FAUX PAS

 

 

            It's true, what you read in all of the advice columnists' articles, that never are people more likely to say the wrong thing than when there has been a death. My dear husband died on March 10, 2019. An acquaintance compared my loss to her divorce, saying "After all, divorce is the death of a marriage, and you should go on and marry someone else, like I did. It helps against the loneliness." I was so appalled, mortified, shocked, and offended that I was able on the spot to make no reply at all. But now, here is my reply, and take heed, any of you who might be tempted to ever commit the same faux pas (French for "false step" or misstep).

            First of all, death and divorce are worlds apart, not even remotely the same. Divorce is a human failing; death is the universe's most vicious betrayal of us. In divorce, one or both persons chooses to sever the connection. My husband and I did not choose. We did not get to make any choice. We were both victims, not perpetrators. Plus, there is stigma to divorce; there is only honor and dignity in widowhood.

            Another man? Human beings are not light-bulbs; you can't just screw another one into the socket when the old one burns out; it doesn't work that way. I will always miss Chris; I will always miss my parents, too, but I will no more move another man into my house, than I will go out and find a pair of ninety-something-year-olds and move them in. It wouldn't bring back Chris, and it would not bring back my parents. I still feel married. I am still Chris' wife. And if people had any respect for my husband, they would not want to see his widow given to another man.

            Loneliness? I miss him, but I am not lonely. I am still grieving, but I am not depressed. And I am certainly not bored. I have thrown myself back into my hobbies that I had neglected for all of the years that we had been married. I am reveling in playing my beloved CDs again (He didn't like most of them).
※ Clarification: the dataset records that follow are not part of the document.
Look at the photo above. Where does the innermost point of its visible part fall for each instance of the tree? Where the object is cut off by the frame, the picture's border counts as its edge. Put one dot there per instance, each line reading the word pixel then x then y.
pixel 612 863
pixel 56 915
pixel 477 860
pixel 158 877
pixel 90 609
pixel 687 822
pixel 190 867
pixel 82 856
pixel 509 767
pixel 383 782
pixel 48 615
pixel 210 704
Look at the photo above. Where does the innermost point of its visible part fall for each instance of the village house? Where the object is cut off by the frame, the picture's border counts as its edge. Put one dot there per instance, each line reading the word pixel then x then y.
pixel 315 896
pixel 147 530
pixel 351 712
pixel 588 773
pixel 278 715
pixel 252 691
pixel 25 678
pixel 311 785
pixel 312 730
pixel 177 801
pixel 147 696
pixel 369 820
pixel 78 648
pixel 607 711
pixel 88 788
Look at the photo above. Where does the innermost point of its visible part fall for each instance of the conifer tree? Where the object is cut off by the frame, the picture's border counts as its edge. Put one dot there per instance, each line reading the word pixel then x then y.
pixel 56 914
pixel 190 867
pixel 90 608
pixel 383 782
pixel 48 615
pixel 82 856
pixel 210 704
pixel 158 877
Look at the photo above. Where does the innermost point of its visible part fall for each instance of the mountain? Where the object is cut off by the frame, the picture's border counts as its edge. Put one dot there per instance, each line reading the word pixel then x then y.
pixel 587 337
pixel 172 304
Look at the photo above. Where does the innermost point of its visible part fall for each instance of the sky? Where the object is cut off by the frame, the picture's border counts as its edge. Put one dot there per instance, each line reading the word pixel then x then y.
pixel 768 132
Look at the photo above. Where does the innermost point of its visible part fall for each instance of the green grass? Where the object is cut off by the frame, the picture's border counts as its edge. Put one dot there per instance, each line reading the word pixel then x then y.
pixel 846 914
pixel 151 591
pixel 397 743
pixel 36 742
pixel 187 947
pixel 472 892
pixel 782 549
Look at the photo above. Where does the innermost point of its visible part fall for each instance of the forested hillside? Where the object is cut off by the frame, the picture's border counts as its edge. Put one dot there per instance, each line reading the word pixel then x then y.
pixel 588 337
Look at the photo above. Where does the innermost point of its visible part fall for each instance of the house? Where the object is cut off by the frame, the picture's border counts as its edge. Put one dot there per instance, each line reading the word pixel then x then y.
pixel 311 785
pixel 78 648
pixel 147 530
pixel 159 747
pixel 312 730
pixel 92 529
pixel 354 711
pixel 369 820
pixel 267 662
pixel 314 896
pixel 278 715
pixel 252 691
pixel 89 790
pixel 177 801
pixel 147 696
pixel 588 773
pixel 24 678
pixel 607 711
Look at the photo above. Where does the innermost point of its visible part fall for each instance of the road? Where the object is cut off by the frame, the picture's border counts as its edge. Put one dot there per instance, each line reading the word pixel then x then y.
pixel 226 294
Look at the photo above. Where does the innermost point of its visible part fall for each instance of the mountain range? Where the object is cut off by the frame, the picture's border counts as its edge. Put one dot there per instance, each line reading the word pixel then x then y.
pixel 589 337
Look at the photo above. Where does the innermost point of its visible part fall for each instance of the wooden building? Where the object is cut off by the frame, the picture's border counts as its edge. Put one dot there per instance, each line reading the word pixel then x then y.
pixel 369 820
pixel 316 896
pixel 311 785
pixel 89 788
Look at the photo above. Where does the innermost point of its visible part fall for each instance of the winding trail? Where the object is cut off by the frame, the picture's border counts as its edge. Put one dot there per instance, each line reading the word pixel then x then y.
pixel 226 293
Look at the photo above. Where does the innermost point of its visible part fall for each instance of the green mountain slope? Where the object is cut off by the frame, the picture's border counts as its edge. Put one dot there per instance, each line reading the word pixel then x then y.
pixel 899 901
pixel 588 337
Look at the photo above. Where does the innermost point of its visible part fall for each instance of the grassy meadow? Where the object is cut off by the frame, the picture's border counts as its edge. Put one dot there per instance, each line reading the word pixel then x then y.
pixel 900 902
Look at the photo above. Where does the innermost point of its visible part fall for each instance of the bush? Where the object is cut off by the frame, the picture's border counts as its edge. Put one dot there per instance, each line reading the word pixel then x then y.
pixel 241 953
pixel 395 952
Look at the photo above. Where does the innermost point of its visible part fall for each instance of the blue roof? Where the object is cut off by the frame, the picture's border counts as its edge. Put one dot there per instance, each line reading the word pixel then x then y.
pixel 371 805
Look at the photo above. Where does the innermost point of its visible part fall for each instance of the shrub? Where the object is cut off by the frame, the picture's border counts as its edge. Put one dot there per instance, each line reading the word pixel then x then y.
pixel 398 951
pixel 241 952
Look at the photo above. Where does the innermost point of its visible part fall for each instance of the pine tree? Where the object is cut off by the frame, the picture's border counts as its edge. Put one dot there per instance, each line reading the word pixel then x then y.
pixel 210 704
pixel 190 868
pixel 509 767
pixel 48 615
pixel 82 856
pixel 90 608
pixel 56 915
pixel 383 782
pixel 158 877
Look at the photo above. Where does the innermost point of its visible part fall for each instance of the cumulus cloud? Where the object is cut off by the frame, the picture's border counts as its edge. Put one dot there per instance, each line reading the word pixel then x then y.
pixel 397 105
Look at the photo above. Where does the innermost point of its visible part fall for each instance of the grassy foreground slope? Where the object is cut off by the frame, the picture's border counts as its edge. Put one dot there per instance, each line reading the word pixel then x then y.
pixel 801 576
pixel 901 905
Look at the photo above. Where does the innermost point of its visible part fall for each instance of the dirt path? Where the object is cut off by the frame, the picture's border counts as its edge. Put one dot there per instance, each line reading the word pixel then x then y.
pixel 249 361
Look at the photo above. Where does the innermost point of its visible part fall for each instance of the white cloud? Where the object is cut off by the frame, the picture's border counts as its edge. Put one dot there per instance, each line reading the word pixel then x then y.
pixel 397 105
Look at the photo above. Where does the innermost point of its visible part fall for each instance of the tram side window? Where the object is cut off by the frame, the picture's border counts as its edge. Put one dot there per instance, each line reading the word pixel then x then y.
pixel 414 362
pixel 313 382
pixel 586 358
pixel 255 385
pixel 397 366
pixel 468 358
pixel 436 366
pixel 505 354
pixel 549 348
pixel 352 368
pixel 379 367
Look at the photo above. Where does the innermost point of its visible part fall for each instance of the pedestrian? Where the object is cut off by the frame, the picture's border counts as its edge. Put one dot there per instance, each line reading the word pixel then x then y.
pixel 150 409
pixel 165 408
I am delighting in watching my wonderful DVDs again (He preferred that we stream comparative junk). And I am re-reading all of my favorite authors again, some of whom I have not read since I was a teenager.

            I will admit that, for the first few months, I panicked. I thought, "How am I ever going to run this house alone?" It turns out that the answer to that question is, Very well. I am running it very well, just as I did before we were married.

            My best friend of forty years says that she is thrilled to see that I am back to being me. I have found myself again, the real me. She had felt that I had been subsumed by the marriage. Maybe so. I will never stop being sorry that he is gone, but there is good to be found in rediscovering who I really am.

            As I look back on my life, I can divide it into three eras, with a few years' gap in between each two. The three eras were: student era, teacher era, and wife era. Thankfully, none of the three of them overlapped. The three eras had much in common: each consisted of turmoil, chaos, and melodrama. The gaps consisted of: five years of idyllic perfection before being a student, two years of relief between student and teacher, and five years of retirement between teacher and wife. The gaps were invariably the opposite of the eras in character: in them, I exchanged turmoil for tranquility, chaos for calm, and melodrama for just plain mellow. In other words the gaps represented peace. And that is what I want now: peace. I've done the marriage bit; I no more need to be a wife again, than I need to be a teacher again. I'm in the final stage of life: widowhood. And I hope for it to be the epitome of peace.